David enters the rink and goes straight to his office, the smallest one at the end of the corridor. He closes the door, switches his computer on, and studies videos of tomorrow’s opponents. They’re a brilliant team, an imposing machine, and—player for player—only Kevin really matches up against them. It’s going to take an immense effort for the team to stand any chance at all, but David knows that they do at least have a chance, and that every single one of his players will work themselves to death out there on the ice if need be. That isn’t what’s making him feel sick. It’s what he’s missing from the team. Speed.
For several years the junior team’s first line has consisted of Kevin, Benji, and a third player called William Lyt. Kevin is a genius, and Benji a fighter. But William is slow. He’s big and strong, and not bad at passing, so David has managed to find tactical solutions to hide his shortcomings when they’ve been playing less impressive teams, but the team they’re about to face is good enough to shut Kevin down unless there’s someone else who’s quick enough to create space for him.
David rubs his temples. Looks at his reflection in the computer screen, his red hair and exhausted eyes. He gets up and goes out to the bathroom. And throws up again.
*
In a larger office two doors away, Sune is sitting at his computer. He’s watching the same clips as David, over and over again. Once upon a time the two men always looked at events out on the ice the same way, thought the same about everything. But as the years passed, David grew older and more ambitious while Sune became old and stubborn. When David claims that fights ought to be permitted out on the ice because “there’d be fewer injuries if the guys knew they’d get beaten up for bad play,” Sune retorts, “That’s like saying there’d be fewer road accidents if you banned car insurance, because people would take better care of their cars.” When David wants to “increase the load” on the juniors, Sune talks about “quality over quantity.” If David says “up,” Sune yells “down.” When some of the other sporting associations recently proposed that little league games should no longer keep a tally of goals and points, and not have league tables until the age of twelve, Sune thought it sounded “sensible,” while David denounced it as “communism.” David thinks Sune should let him do his job. Sune thinks David has misunderstood what his job actually is. The two men are stuck in their own trenches, buried too deep even to see each other anymore.

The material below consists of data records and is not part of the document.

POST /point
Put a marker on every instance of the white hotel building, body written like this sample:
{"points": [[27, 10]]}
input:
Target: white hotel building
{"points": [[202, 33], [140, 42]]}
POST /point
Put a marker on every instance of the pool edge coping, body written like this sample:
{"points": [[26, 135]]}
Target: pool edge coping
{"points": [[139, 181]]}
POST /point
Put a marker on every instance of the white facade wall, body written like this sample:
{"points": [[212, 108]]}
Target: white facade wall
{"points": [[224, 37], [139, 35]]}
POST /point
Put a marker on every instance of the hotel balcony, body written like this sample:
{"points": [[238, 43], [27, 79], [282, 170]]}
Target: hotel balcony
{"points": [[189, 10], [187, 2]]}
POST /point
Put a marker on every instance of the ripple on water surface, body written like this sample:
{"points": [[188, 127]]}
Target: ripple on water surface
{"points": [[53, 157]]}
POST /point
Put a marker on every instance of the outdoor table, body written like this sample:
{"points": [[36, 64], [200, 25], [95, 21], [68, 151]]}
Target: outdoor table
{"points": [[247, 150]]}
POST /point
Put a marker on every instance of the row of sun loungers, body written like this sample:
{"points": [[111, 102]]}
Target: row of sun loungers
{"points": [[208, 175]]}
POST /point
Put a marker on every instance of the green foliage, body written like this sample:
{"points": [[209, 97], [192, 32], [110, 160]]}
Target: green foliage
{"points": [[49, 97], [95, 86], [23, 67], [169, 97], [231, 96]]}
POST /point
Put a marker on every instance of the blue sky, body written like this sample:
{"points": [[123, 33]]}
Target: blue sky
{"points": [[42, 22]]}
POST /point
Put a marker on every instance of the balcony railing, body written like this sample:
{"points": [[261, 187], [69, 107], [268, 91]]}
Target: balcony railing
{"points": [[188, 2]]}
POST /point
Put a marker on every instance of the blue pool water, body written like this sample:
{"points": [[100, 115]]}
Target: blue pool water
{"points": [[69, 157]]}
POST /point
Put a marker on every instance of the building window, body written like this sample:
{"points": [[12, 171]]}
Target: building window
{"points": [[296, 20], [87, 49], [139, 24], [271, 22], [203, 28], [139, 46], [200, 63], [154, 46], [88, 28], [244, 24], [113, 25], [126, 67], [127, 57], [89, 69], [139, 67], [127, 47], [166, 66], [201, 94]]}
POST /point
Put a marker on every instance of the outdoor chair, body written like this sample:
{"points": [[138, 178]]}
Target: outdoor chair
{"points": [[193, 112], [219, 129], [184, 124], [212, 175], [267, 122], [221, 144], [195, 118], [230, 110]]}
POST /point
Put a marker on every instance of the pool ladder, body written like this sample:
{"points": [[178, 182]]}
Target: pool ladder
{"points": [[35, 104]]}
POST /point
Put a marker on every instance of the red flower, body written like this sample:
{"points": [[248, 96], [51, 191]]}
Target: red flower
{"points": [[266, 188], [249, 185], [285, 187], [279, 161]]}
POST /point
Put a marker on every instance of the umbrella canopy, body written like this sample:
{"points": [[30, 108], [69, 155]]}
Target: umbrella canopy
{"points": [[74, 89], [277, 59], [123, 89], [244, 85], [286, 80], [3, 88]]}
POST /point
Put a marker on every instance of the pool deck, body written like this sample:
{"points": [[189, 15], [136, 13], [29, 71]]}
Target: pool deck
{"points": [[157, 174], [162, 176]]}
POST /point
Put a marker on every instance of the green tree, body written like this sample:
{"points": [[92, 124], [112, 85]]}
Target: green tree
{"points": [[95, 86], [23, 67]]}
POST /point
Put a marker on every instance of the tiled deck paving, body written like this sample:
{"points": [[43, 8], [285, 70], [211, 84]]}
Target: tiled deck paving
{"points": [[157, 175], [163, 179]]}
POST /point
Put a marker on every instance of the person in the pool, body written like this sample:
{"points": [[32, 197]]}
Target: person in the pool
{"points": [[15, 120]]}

Sune leans back, rubs his eyes, and hears his chair creak under his weight as he lets out a sigh. He feels like explaining to David just how lonely the job of A-team coach can be, how numbingly heavy the responsibility gets. How you need to be ready to see the bigger picture, adapt, change. But David’s young, not ready to listen and understand. Sune closes his eyes and swears at himself. Because isn’t he just the same? One of the hardest things about getting old is admitting mistakes that it’s too late to put right. The worst thing about having power over other people’s lives is that you sometimes get things wrong.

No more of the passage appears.